The Asian Meter merely puts some casual observations to the test with systematic inquiry. How many Asians actually write for The Big Three? Adam’s question goes further and points in the direction of what’s going on behind the scenes here. What are all the players doing? The answer to his question is more complex, and it’s exactly the sort of question we need to be asking in order to effectively address racial imbalances in our publications.

For example, in creating the Asian Meter database, one of the key factors I noticed has to do with the composition of a magazine’s regular contributors. If you are a white writer, you’re more likely to be tapped to write again in Tricycle than if you happen to be Asian. (I don’t have the numbers in front of me right now, but I’ll happily dig up the numbers for another post.) One solution might be for Tricycle to do more outreach both to recruit new Asian writers and also to retain old ones. But I’m getting ahead of myself here—it’s only by looking deep into the issue that we have the empirical basis to act on such a suggestion.

I haven’t provided a very thorough response, but Adam’s question has no simple answer. Just think of when we ask the same type of question in other fields. Why do so few women become surgeons? Why do so few African American students sign up for business plan competitions?
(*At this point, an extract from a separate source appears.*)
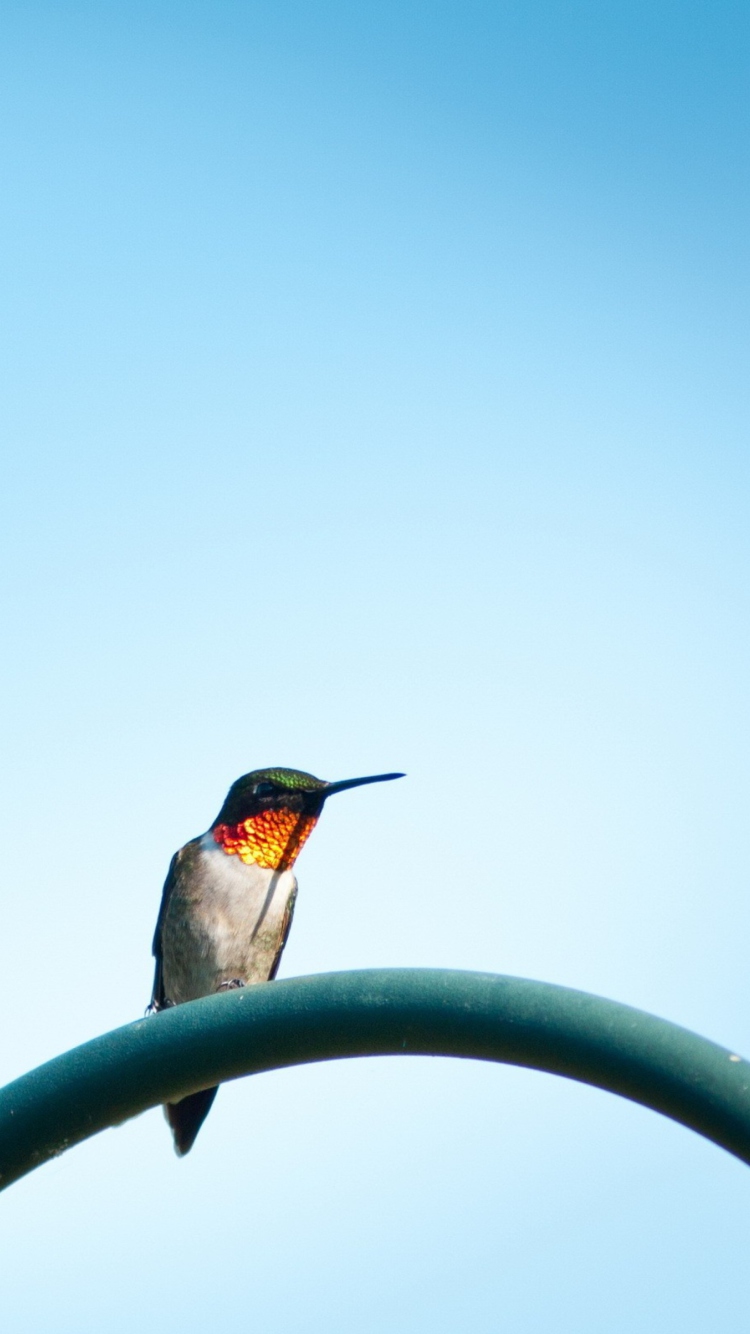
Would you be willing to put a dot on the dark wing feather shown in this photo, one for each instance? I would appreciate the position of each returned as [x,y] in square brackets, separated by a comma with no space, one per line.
[286,929]
[158,998]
It is no less controversial to ask why so few Asians write in the major American Buddhist publications. But it’s my belief that questions like Adam’s are among the few ways we can make any progress towards a truer diversity.

Drawing Lines Beyond Labels

From Rev. Danny Fisher’s blog feed, I learned about the Jizo Chronicles by Maia Duerr (not to be confused with the Great Vows of Ksitigarbha Bodhisattva blog). In the post Socially Engaged Buddhism Beyond Labels, Duerr strikes a contrast between engaged Buddhism and socially engaged Buddhism.

So here’s my theory (others, like Ken Jones, have articulated it in a similar way). I see engaged Buddhism as akin to what Rev Coffin is talking about when he talks about charity. On a very basic level, it’s pretty hard to avoid being an engaged Buddhist. We see suffering, and we respond. There are many Buddhist groups that are organized in this way, like the Tzu Chi Foundation — doing relief work, addressing immediate needs such as hunger, medical needs, etc.

Socially engaged Buddhism, in contrast, is about looking at the structures that lie underneath these forms of suffering, and then responding to those structures. At the root of the hunger and homelessness, for example, are systems of economic and racial injustice (to name just a couple) where some people have the odds stacked against them. This doesn’t mean that people can’t transcend their conditions; of course they can. But it’s a system that contributes to a vast amount of suffering, and the big question is: does it need to be that way?

I don’t understand where Duerr draws the line that separates engaged Buddhists from socially engaged Buddhists. Specifically what makes the Tzu Chi Foundation not a socially engaged Buddhist organization?